The new precision farmers are hacking together a way of making food in which the virtual and physical worlds are so tightly bound that having his tractor steered by GPS-guidance with inch-level accuracy is ho-hum. Autosteering of farm machinery has exploded over the past several years, according to an annual survey by Purdue University's Center for Food and Agricultural Business. In 2004, just five-percent of agricultural retail outlets offered autosteering. In 2008, more than half did.

In a 2009 issue of Precision Farmer Magazine, Montana wheat farmer Steven Swank described the benefits of a souped-up GPS called "real-time kinematic" satellite navigation.

"RTK is so much more relaxing. It allows you to multi-task, and that me to spend more time with my family," Montana wheat farmer Steven Swank told . "I even watched a DVD in the cab with my daughter recently."

Blair, at 40, is a leader of this next generation of farmers who are adapting the precision dreams of the 90s to the realities of the soil and the history of their acreage. People dreamed of vastly reducing pesticide and fertilizer usage by applying just the right amount to each plant, but the variable-rate technologies have been only patchily adopted. Instead, a new crop of younger growers has adopted something like augmented reality. Data draped over their land guides their tractors and their decision-making.

"The big story is the generational shift going on right now. The younger people are starting to get a hold of these farms and they have a much different attitude to technology," said Joe Russo, president of the agriculture technology company, ZeDX. "They Twitter, they got smartphones, they're always on the computer. Precision ag is gonna ride that wave."

Farmers have adopted autosteer, especially, because it's made them money. By eliminating the slop-space that even the best farm machinery operators needed, it allows them to put more rows in their fields, effectively increasing their per-acre yields. For high-value crops, it was an obvious technology to adopt.

"The pay back was so much more than variable rate ever was that it was a no-brainer," said Paul Schrimpf, who's been covering precision agriculture for the magazine CropLife.

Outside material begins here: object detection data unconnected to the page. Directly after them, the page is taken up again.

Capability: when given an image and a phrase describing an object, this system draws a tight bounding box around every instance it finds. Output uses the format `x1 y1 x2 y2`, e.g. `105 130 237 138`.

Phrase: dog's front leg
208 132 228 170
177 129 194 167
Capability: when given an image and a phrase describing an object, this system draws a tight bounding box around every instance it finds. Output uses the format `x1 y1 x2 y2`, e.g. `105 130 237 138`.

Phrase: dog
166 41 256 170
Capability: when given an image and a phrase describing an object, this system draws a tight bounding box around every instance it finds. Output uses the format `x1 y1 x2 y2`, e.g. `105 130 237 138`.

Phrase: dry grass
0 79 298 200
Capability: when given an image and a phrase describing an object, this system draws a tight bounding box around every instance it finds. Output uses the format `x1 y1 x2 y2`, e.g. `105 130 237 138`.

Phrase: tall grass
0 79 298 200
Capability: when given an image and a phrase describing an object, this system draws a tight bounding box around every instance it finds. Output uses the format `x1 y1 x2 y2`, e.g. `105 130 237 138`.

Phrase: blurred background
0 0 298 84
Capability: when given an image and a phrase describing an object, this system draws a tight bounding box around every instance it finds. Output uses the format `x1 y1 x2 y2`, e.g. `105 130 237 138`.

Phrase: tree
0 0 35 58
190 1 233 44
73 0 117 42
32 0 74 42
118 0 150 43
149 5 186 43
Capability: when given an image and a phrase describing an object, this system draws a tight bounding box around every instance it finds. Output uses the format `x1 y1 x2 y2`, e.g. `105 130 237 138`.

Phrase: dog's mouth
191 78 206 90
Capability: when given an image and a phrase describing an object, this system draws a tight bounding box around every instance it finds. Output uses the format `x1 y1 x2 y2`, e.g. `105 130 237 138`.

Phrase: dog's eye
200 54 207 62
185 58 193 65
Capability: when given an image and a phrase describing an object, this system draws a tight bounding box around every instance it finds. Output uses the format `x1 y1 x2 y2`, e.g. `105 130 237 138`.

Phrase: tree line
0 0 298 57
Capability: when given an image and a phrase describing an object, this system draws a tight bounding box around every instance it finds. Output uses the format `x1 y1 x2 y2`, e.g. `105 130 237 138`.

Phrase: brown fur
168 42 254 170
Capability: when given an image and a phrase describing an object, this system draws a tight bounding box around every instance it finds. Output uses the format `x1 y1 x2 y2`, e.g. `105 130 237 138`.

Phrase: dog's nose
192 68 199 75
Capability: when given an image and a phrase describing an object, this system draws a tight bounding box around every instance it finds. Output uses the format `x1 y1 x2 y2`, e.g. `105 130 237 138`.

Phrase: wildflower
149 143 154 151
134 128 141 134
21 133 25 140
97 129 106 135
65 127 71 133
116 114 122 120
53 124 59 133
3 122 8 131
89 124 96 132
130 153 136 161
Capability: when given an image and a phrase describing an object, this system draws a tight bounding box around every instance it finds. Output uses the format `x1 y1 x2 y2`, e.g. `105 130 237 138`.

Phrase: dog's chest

Blair wants to push the envelope further, though. He's leading a charge to adapt unmanned aerial vehicles — like the Predator Drones zipping across Afghanistan — to the task of crop surveillance. In true maker fashion, he's not waiting for the technology to be delivered to him. He's founded a company and built a prototype of his UAV that uses an off-the-shelf digital camera to take photos of his farm.

The images it produces aren't just pretty pictures, they can be converted into data that can be used in water, fertilizer, and pesticide decision-making.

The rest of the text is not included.